Enquanto os visitantes, os amigos e os visitantes que se tornaram amigos vêm e vão curtindo o domingo ensolarado na fazenda Vagafogo, Catarina Schiffer e Evandro Ayer, proprietários desse santuário de vida silvestre no município de Pirenópolis, dão duro desde a manhã até à noite. É um corre-corre para atender a média de 100 pessoas que aparecem todos os fins de semana para passear na trilha interpretativa “Mãe da Floresta”, se refrescar nas águas do córrego Vagafogo, admirar as fotos dos livros que mostram as belezas da natureza, saborear as delícias produzidas na fazenda ou simplesmente tomar um cafezinho e bater papo com o atencioso casal.

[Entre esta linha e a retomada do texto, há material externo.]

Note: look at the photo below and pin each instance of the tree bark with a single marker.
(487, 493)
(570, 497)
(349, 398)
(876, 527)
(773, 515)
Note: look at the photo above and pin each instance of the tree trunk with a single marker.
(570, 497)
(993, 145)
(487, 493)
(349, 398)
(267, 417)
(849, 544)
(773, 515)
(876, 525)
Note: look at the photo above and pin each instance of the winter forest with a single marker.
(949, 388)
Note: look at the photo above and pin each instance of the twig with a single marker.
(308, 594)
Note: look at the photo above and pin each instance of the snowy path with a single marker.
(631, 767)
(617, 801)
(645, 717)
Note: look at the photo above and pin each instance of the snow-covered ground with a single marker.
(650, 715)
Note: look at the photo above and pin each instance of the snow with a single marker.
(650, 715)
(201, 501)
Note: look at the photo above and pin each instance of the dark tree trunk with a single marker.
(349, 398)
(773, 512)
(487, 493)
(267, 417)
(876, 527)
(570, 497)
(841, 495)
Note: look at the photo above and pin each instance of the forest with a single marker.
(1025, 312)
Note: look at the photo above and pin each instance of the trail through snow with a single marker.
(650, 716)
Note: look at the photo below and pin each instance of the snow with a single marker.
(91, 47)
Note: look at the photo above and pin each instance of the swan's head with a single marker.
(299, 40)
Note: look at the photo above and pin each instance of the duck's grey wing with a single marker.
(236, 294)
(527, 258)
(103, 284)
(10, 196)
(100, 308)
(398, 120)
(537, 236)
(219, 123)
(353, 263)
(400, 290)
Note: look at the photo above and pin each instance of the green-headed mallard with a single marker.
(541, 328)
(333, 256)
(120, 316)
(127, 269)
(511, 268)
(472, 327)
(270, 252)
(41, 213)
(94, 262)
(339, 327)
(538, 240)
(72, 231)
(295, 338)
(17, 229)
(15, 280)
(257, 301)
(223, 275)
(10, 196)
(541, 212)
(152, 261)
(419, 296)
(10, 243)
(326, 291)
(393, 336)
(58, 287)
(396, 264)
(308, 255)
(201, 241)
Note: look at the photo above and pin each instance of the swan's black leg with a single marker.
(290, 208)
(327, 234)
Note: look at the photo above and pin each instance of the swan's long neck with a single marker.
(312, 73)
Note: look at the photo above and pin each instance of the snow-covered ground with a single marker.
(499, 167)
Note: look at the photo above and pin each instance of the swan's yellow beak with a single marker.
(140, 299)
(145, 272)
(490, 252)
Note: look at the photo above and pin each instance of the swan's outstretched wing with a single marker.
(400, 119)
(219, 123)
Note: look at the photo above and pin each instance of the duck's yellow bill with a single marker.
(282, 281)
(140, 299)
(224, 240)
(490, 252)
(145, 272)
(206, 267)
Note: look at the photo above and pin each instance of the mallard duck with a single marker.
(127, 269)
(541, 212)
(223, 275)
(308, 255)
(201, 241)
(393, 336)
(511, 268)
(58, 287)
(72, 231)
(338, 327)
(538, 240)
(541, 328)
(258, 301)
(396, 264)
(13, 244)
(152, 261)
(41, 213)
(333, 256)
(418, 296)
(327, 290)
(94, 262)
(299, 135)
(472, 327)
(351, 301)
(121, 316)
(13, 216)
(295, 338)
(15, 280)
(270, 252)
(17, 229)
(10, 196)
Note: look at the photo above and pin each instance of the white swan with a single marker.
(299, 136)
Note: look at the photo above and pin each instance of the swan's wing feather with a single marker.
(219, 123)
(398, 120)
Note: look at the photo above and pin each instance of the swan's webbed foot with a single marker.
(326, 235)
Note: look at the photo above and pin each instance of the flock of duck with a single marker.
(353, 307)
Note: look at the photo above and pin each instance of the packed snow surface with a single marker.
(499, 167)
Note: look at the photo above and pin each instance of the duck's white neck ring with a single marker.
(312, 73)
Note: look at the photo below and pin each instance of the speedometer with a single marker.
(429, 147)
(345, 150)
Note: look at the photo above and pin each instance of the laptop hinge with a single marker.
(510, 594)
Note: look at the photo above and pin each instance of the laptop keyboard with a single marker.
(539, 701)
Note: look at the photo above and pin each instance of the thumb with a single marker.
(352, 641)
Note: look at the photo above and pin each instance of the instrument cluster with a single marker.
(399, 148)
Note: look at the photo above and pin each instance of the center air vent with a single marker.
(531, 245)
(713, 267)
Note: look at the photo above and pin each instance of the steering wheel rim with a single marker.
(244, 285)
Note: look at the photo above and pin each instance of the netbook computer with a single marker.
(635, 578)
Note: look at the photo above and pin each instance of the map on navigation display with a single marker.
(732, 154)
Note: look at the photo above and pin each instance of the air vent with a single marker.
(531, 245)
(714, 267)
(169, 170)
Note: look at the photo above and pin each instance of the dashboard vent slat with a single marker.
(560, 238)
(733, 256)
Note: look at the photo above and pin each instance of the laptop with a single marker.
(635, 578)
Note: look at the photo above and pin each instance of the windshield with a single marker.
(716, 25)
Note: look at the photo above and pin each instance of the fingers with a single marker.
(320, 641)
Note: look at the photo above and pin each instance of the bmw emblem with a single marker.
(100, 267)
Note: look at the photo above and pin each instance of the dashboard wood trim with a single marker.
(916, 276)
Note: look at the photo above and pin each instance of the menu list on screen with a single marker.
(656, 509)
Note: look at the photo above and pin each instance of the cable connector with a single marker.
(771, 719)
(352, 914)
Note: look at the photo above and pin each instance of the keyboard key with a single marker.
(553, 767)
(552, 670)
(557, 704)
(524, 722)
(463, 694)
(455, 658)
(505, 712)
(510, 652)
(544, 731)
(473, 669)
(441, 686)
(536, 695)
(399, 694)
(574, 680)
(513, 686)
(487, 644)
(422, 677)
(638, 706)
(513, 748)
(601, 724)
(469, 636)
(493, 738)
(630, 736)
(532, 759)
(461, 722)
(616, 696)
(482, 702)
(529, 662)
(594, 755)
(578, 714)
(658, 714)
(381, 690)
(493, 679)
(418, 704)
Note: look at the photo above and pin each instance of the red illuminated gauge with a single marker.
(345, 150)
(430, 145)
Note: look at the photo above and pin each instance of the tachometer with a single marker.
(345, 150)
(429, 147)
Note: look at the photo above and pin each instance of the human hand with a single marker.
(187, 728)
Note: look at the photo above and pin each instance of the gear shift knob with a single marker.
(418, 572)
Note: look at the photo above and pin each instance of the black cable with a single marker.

A vida de Catarina nos fins de semana é na cozinha, preparando as refeições para o pessoal da casa e oferecendo um conselho aqui e outro lá para aqueles que buscam a sua disponibilidade e compreensão. Durante a semana ela já cuidou da manutenção de casa, paiol, curral e centro de visitantes, providenciando o abastecimento que depende das coisas da cidade, onde vai trabalhar todas as tardes.


Evandro passa a semana trabalhando na produção da fazenda e transformando o leite e as frutas em finas iguarias com ajuda do filho Uirá. Aos sábados e domingos, eles recepcionam as pessoas que chegam, mostrando-lhes o santuário e servindo o brunch – um misto de café da manhã e almoço preparado com os produtos da fazenda. A fartura é um escândalo: são oito tipos de geléia, doce de leite, granola, mel, salada e sucos de frutas, chá, leite, queijos, requeijões, coalhada, pães, panetone, biscoitos, waflles, tortas, omelete e lagarto frio.


Foram seis mil visitas registradas no ano passado, fora as que não assinaram o livro de presença e aquelas que não assinam mais porque estão sempre voltando. Esse eterno retorno é uma das maiores gratificações para a dedicação do casal. Não há nada que eles mais gostem do que esse constante fazer amigos, prazer esse que garante a qualidade dos produtos e serviços e faz do santuário Vagafogo um modelo de unidade de conservação auto-sustentável, com escoamento de toda a produção.


Vocação mineira encontra talento goiano
Ao fim de mais um fim de semana corrido, exaustos, porém, relaxados porque tudo correu bem, Catarina e Evandro escolhem suas poltronas preferidas e conversam sobre seu projeto de vida.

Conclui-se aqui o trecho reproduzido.